Introduction:
Over the past decade, Li-ESWT (Low-intensity Extracorporeal Shockwave Therapy) has emerged as a controversial treatment modality for erectile dysfunction (ED). In 2012 Vardi et. al. demonstrated significant improvement in erectile function in men treated with Li-ESWT versus placebo. [1] In the ensuing years, many international trials have investigated Li-ESWT for ED, but the results have been equivocal and mired in critiques regarding heterogeneity of these studies.

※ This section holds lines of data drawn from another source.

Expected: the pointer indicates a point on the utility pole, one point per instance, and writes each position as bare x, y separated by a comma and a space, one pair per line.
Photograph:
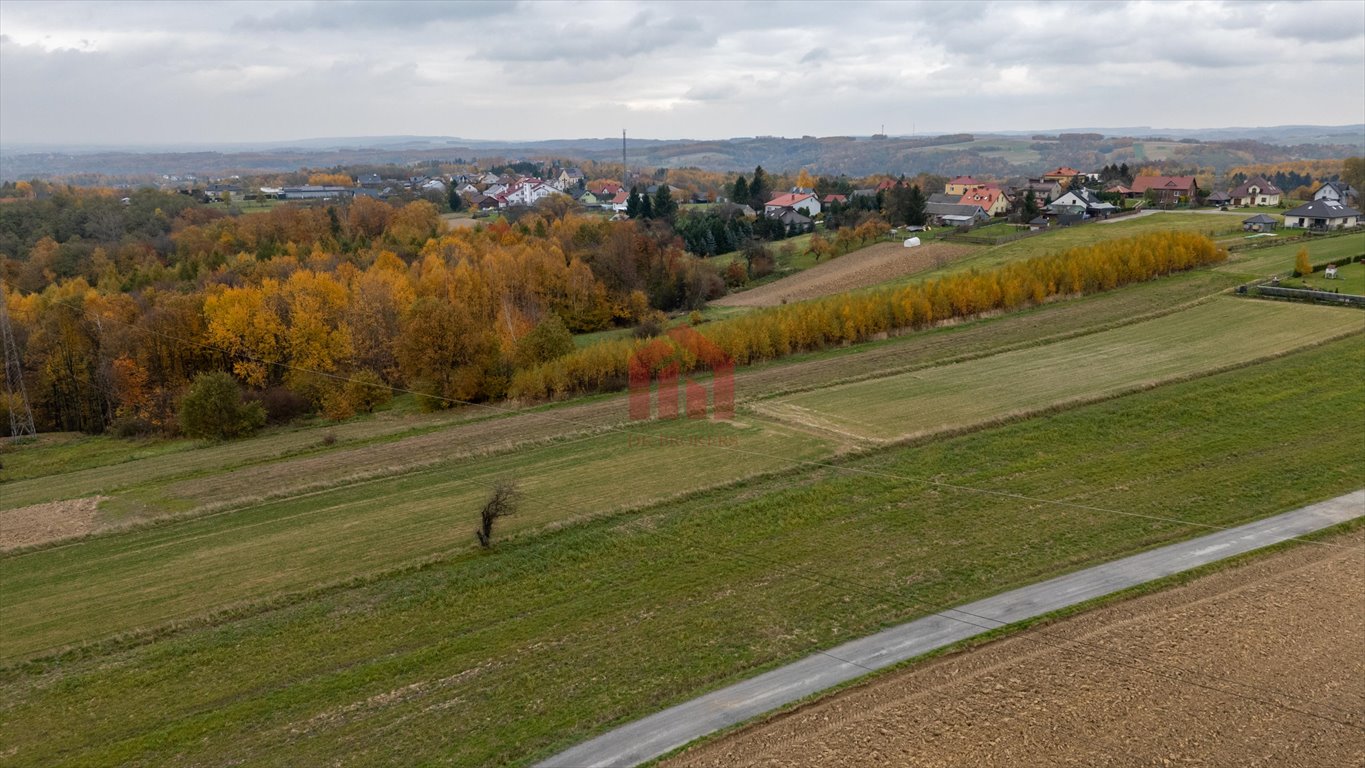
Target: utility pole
21, 418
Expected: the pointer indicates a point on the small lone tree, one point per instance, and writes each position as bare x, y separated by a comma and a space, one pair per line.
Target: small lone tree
1302, 266
213, 409
503, 502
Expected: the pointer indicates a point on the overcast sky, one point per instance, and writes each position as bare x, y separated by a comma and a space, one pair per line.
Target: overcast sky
159, 72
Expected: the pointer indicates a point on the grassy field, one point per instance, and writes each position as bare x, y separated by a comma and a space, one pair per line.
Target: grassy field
1218, 227
492, 659
1279, 259
1211, 336
182, 569
1350, 278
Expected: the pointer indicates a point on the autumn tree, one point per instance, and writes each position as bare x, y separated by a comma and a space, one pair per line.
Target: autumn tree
665, 208
1353, 172
760, 190
504, 501
740, 191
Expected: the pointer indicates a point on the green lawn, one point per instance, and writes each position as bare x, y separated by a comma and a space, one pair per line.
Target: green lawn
501, 658
187, 568
1279, 259
1211, 336
1350, 278
1057, 240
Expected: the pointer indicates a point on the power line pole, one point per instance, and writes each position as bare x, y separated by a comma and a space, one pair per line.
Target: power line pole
21, 418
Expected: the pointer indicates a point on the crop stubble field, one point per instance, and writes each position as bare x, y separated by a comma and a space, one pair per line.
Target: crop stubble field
556, 636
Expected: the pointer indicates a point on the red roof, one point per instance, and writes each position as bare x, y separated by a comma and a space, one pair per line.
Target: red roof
983, 195
1173, 183
789, 199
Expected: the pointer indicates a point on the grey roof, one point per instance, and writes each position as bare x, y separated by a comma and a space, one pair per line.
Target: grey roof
1323, 209
950, 209
1244, 188
1342, 187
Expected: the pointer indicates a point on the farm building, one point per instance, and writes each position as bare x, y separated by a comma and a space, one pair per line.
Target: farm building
1255, 191
1322, 214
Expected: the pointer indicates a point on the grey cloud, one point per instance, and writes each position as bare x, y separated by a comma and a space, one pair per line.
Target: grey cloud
576, 42
362, 15
815, 55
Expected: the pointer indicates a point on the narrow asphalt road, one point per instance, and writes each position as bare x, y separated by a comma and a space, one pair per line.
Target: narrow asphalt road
670, 729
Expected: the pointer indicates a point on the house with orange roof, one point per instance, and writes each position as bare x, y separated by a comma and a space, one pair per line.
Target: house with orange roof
961, 184
990, 197
1166, 188
804, 202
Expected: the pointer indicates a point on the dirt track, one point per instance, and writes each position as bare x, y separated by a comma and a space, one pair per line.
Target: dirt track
1199, 675
860, 269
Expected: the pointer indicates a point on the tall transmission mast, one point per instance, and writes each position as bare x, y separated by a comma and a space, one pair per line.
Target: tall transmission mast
21, 418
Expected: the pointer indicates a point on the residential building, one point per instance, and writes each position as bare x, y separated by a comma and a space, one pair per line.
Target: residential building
804, 202
952, 214
1167, 190
1339, 191
1322, 214
961, 184
1081, 202
990, 197
1255, 191
1062, 175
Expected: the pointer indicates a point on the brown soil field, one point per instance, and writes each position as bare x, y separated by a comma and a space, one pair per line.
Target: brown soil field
860, 269
41, 523
1257, 665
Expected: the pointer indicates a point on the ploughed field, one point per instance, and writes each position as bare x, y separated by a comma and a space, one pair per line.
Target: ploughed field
1257, 665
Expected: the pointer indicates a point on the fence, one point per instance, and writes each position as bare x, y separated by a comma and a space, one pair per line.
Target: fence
1304, 295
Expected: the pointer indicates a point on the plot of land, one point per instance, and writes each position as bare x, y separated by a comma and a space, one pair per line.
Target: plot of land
1219, 333
507, 656
176, 569
859, 269
1261, 665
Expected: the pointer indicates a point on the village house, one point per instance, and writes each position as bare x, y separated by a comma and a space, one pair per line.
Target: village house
990, 197
1339, 191
1081, 202
954, 214
804, 202
961, 184
1166, 190
1255, 191
1062, 175
1322, 214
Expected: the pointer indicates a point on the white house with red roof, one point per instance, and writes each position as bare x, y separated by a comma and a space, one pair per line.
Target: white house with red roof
961, 184
804, 202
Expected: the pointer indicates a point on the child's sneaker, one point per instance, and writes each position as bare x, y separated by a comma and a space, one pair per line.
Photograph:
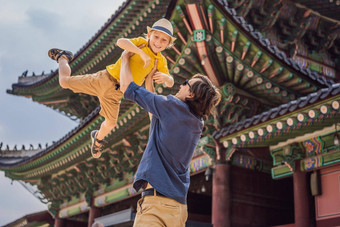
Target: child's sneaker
56, 53
96, 150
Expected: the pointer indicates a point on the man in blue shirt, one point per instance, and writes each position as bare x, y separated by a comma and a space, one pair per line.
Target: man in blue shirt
176, 127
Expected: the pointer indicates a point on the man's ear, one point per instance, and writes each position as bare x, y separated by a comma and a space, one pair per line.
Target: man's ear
191, 95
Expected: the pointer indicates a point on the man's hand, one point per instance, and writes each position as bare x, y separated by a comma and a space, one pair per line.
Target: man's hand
161, 78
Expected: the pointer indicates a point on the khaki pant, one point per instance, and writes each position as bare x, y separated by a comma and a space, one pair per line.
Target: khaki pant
160, 211
102, 85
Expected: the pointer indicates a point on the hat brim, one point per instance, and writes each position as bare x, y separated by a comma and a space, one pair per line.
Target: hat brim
153, 29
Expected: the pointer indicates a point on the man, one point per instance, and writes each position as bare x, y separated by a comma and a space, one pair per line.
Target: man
175, 129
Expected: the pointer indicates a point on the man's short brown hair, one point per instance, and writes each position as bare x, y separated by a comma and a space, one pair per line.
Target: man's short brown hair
206, 96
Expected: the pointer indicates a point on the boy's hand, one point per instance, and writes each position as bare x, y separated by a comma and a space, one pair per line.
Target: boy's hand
146, 58
161, 78
128, 54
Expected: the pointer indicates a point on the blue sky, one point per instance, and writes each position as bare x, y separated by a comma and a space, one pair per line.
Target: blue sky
28, 29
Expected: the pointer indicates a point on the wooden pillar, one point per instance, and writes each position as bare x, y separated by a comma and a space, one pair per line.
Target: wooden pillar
301, 204
94, 212
221, 195
58, 222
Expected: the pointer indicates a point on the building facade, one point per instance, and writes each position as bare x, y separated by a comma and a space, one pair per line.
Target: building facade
269, 156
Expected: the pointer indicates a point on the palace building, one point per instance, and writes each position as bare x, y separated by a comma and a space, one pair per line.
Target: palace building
270, 154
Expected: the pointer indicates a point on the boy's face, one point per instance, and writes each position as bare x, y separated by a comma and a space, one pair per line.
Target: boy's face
158, 41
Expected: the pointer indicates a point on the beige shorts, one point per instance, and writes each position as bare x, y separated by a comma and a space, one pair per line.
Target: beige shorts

Nonetheless, there are several high quality randomized clinical trials [1–4] and multiple meta-analyses that demonstrate a clinically significant benefit to Li-ESWT in the treatment of ED. [5–7]
Despite this evidence, Li-ESWT is not Food and Drug Administration (FDA) approved and is considered investigational in the United States (US), and available to patients under clinical trial protocols. [8] Unfortunately, different clinical trials have employed different treatment protocols with different devices, and it remains unclear if these devices have equivalent treatment efficacy. Compounding this is skepticism regarding the mechanism of action of Li-ESWT. For several years, urologists have harnessed the biologic effects of shockwaves with ESWL (extracorporeal shock wave lithotripsy). Although most urologists have a general framework of how a shock can lead to break-up of stones, it is difficult to conceptualize how low energy shockwaves can lead to enhancement of erectile function.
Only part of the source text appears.